Open Vision Reasoner: Transferring Linguistic Cognitive Behavior for Visual Reasoning

TL;DR

This work tackles transferring linguistic cognitive behaviors to multimodal visual reasoning by proposing a two-stage training pipeline on Qwen2.5-VL-7B: a large-scale linguistic cold-start fine-tuning followed by extensive multimodal reinforcement learning with verifiable rewards. The resulting Open-Vision-Reasoner achieves state-of-the-art open-source performance on both language and multimodal math benchmarks, and demonstrates strong visual reasoning on datasets like MathVision and MathVerse. A core contribution is the systematic analysis of visual cognitive behaviors, showing they emerge early, become refined through RL, and transfer in strategically useful ways, while also addressing perception challenges and scalability limits. The work provides datasets, training dynamics, and behavioral insights to guide future cognitively aligned multimodal agents and scaling efforts in vision-language reasoning.

Abstract

The remarkable reasoning capability of large language models (LLMs) stems from cognitive behaviors that emerge through reinforcement with verifiable rewards. This work investigates how to transfer this principle to Multimodal LLMs (MLLMs) to unlock advanced visual reasoning. We introduce a two-stage paradigm built on Qwen2.5-VL-7B: a massive linguistic cold-start fine-tuning, followed by multimodal reinforcement learning (RL) spanning nearly 1,000 steps, surpassing all previous open-source efforts in scale. This pioneering work reveals three fundamental insights: 1) Behavior transfer emerges surprisingly early in cold start due to linguistic mental imagery. 2) Cold start broadly memorizes visual behaviors, while RL critically discerns and scales up effective patterns. 3) Transfer strategically favors high-utility behaviors such as visual reflection. Our resulting model, Open-Vision-Reasoner (OVR), achieves state-of-the-art performance on a suite of reasoning benchmarks, including 95.3% on MATH500, 51.8% on MathVision and 54.6% on MathVerse. We release our model, data, and training dynamics to catalyze the development of more capable, behavior-aligned multimodal reasoners.

Paper Structure

This paper contains 35 sections, 4 equations, 11 figures, 4 tables.

Figures (11)

  • Figure 1: Performance comparison with state-of-the-art models on both textual (AIME 2024, AIME 2025 balunovic_srimatharena_2025, MATH500 hendrycksmath2021) and multimodal (MathVista lu2023mathvista, MathVision wang2024measuring, MathVerse zhang2024mathversedoesmultimodalllm) math reasoning benchmarks.

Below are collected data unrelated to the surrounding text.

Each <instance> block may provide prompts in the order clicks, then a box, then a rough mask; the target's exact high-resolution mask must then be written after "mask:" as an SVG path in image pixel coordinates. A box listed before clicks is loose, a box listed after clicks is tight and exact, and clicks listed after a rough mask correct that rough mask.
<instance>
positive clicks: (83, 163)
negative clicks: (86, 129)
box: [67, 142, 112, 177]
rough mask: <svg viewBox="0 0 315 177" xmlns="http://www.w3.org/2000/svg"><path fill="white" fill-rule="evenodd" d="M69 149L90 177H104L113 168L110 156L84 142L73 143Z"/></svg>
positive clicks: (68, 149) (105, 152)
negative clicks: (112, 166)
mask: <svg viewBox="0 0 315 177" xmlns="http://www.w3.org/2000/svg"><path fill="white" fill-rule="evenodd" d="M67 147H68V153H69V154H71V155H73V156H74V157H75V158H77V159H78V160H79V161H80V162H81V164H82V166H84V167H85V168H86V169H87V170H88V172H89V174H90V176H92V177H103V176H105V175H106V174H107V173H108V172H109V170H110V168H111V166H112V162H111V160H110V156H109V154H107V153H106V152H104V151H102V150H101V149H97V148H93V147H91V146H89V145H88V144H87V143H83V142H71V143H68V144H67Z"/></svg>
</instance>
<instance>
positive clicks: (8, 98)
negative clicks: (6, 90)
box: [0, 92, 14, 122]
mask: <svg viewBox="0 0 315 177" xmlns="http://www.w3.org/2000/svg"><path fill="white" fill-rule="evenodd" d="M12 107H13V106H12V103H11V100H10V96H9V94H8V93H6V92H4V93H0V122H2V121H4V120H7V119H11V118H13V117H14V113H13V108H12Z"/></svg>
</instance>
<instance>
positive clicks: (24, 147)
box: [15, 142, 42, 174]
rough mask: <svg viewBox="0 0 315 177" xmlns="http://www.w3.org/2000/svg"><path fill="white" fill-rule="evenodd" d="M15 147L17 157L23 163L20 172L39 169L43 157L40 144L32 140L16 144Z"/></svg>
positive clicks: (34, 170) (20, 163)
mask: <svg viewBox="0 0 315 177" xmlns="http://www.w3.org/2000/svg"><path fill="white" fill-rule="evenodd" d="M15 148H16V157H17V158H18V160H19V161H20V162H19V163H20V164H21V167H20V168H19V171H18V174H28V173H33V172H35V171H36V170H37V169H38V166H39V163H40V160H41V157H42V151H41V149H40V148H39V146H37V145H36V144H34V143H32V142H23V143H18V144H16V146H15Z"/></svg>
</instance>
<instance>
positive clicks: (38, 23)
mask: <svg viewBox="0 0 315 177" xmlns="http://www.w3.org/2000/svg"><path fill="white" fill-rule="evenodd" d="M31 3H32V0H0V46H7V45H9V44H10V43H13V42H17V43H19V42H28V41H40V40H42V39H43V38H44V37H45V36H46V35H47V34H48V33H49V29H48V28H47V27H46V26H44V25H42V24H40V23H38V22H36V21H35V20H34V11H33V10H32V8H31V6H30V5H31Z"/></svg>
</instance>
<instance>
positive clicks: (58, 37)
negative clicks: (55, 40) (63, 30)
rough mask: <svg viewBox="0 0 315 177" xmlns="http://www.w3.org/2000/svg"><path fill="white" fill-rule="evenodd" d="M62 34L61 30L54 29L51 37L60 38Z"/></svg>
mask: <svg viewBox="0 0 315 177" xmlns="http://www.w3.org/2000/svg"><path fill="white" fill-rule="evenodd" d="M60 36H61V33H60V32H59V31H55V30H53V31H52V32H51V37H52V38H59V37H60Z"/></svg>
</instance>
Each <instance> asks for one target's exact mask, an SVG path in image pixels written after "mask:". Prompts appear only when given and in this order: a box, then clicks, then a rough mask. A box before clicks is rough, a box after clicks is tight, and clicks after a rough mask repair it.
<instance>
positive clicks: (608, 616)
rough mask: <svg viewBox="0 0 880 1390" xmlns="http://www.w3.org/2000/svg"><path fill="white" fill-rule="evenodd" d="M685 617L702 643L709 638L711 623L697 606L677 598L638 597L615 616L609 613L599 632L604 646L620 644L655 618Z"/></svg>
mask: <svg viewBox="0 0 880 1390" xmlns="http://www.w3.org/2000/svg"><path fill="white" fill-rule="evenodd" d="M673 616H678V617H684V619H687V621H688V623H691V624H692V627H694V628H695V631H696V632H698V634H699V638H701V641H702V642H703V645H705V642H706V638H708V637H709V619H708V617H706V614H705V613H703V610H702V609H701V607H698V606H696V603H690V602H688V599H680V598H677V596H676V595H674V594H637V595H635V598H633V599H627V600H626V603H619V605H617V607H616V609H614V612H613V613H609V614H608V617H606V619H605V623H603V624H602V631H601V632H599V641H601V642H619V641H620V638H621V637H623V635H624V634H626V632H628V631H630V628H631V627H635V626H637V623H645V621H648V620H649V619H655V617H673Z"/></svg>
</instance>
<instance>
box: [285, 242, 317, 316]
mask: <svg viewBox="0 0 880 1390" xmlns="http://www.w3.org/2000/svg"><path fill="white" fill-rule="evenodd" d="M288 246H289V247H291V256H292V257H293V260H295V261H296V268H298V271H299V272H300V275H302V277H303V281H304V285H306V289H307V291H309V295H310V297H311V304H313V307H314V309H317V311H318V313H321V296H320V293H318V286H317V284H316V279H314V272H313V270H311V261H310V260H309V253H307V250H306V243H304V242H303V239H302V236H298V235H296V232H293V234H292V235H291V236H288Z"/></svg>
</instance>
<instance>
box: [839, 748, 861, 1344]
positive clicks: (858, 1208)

Open Vision Reasoner (OVR) demonstrates superior results among open-source models and performs competitively with commercial counterparts.
  • Figure 2: Multiple Cognitive Behaviors in a Single Response. This case shows triggered visual-specific cognitive behaviors like visual divide-and-conquer, reflection, goal-driven visual tracing, along with the linguistic behavior backtracking.
  • Figure 3: Training Dynamics. (a) The cold-start stage shows a step-wise loss decrease. (b) In the RL stage, reward (purple, left axis) and average response length (orange, right axis) grow steadily, with sharp surges after each sequence length expansion.
  • Figure 4: Performance Evolution on Reasoning Benchmarks. OVR demonstrates sustained and convergent growth across both linguistic and multi-modal benchmarks throughout the cold start (left) and RL (right) training phases.
  • Figure 5: Multimodal Cognitive Behavior Analysis. (a) Emergence of visual reflection across the cold start and RL training steps. (b) Emergence and transfer rates of four visual cognitive behaviors across base models and training stages. Numerical values denote the language-to-vision transfer rates for each behavior.